Innovation Forum’s Ian Welsh reflects on some of the main talking points that emerged at the recent spring future of food conference series
The recent future of food events threw up the usual mix of innovation, frustration, solutions and debate. While online events can never be as engaging as meetings held in person, holding them remotely enables greater access for experts who wouldn’t necessarily be able to travel for to attend. Being able to include growers directly in the conversations, for example, adds significant depth to the credibility of the conclusions.
Here, in no particular order, are some points and themes that emerged from the two conferences.
In terms of public policy, two points stood out. Firstly, the US re-joining the Paris climate accord and the general sense of urgency from the Biden administration on environmental matters and, by extension, the agriculture sector. And, secondly, the EU’s Green Deal and the Farm to Fork programme is potentially very interesting.
Linked to this, of course, is that much of agriculture still requires some degree of public subsidy. If this is the case, is there potential to use this better to encourage new regenerative practices? In other words, should governments make subsidies reflect ecosystem services – and have public money with better strings attached.
The road to net zero
There were many discussions at the two events on carbon. Natural carbon sequestration, carbon pricing, carbon capture and storage, voluntary measures versus regulations – there’s a consensus that it’s very important, but how it’s going to work effectively at scale is still unclear. Tools are emerging to help for sure. But while it may be easy for CEOs to announce carbon commitments, the how in making that happen can be extraordinarily complex.
For farmers, when thinking of the route to net-zero emissions a big challenge is that agriculture is seen as the potential mop-up solution for everything else. On the contrary, every sector must play its role in cutting emissions – no one can offset their way to net zero.
Regenerative agriculture does feel like being more than just the latest buzzword – particularly as many techniques are not new – and there is consensus that they do represent a clear path to properly cutting inputs and impacts, and not negatively impacting yields. An interesting point around regen agri at scale is while there is potential for developing new markets for additional produce beyond the core commodity being produced, this in itself brings the challenge of finding and accessing these markets.
Spreading the risk away from farmers
A point many made was that farmers carry too much of the financial risk in many value chains. A key role for the finance sector is to find smart solutions that essentially de-risk change. Blended finance solutions, including funds that allow for aggregating projects seem to have a lot of potential. However, blended finance is typically very complex and takes a long time to bring together.
Tenant farmers face the problem that their landowners are always looking for the maximum cash rent for their land – so when implementing change, upfront costs are not helpful or indeed in some circumstances possible.
In sum, it’s clear that the challenges farmers face are vast. The change that they want to implement takes time, but it is hard to do this when every year is different. At the same time buyers demand that every growing season represents an improvement – a challenge exacerbated by climate change.

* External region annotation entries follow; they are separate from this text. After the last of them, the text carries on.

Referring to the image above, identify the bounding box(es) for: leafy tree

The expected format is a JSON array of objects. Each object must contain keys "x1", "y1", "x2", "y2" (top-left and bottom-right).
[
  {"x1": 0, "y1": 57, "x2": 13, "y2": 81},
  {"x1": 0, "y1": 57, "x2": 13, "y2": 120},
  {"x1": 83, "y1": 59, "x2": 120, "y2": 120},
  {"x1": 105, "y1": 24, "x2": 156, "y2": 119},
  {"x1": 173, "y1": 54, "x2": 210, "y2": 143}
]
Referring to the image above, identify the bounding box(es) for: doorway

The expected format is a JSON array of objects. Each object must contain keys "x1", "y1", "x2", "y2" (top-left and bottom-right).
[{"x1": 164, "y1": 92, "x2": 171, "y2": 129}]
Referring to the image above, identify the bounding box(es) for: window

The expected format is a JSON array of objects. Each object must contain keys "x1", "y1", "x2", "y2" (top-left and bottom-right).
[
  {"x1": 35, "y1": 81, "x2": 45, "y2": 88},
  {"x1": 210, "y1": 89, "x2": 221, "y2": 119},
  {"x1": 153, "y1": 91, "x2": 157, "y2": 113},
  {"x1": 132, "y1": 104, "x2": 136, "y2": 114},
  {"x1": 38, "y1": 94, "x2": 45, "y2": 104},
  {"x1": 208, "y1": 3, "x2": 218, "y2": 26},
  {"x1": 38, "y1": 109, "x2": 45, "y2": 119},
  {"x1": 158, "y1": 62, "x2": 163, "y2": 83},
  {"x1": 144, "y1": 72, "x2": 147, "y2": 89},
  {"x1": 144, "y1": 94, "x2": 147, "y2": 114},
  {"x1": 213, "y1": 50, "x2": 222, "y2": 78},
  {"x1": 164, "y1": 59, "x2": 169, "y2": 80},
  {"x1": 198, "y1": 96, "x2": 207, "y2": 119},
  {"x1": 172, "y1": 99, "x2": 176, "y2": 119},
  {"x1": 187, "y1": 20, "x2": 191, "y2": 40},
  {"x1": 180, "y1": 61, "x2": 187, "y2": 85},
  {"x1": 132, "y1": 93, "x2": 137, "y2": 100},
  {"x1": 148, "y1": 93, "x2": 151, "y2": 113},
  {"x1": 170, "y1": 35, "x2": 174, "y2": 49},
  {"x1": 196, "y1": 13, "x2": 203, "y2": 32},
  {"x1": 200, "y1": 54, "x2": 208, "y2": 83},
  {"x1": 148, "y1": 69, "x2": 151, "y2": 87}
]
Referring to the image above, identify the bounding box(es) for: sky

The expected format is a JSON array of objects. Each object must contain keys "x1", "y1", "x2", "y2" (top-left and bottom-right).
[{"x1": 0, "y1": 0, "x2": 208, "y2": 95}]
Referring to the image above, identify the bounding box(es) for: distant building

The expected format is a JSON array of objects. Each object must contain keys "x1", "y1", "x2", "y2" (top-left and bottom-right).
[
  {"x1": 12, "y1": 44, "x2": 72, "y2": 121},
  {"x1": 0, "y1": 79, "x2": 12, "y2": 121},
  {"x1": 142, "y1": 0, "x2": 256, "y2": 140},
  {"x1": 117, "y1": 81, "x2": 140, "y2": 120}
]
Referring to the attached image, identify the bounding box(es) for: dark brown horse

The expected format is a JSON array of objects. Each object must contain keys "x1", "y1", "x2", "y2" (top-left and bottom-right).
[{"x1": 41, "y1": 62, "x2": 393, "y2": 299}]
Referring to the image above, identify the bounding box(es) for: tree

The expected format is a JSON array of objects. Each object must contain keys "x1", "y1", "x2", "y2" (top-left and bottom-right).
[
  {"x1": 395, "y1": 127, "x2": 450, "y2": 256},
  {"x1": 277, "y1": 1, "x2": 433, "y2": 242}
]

Brand commitments and solutions
There has been a blitz of food sector business commitments. Oxfam’s latest Shining a Spotlight report, that builds on the earlier Behind the Brands campaign, shows that while companies may have impressive and earnest targets set, the real challenge is, unsurprisingly, translating them into what happens on the ground. Making the global relevant at the local is not easy. The need for common language is clear – and there’s a consensus emerging that use of the Sustainable Development Goals combined with science-based targets is a baseline here.
There have been interesting conversations about transparency: it does feel like there has been common journey going from making no disclosures to disclosing everything to now disclosing or communicating what’s relevant. A sort of transparency materiality seems to have emerged.
While there is widespread acceptance of the need for system change, it’s important to remember that the current system is only doing what it was designed to do, which is deliver shareholder return. While activist shareholders can perhaps shift the needle, if we need wholescale reform, how can it be achieved? There’s a lot of work to do in this area for sure.
And, when thinking about impact reduction, there really isn’t an alternative to following the tried and tested route of mapping and monitoring, then thinking about traceability, reporting and verification. In other words, putting in the hard work necessary, remains essential.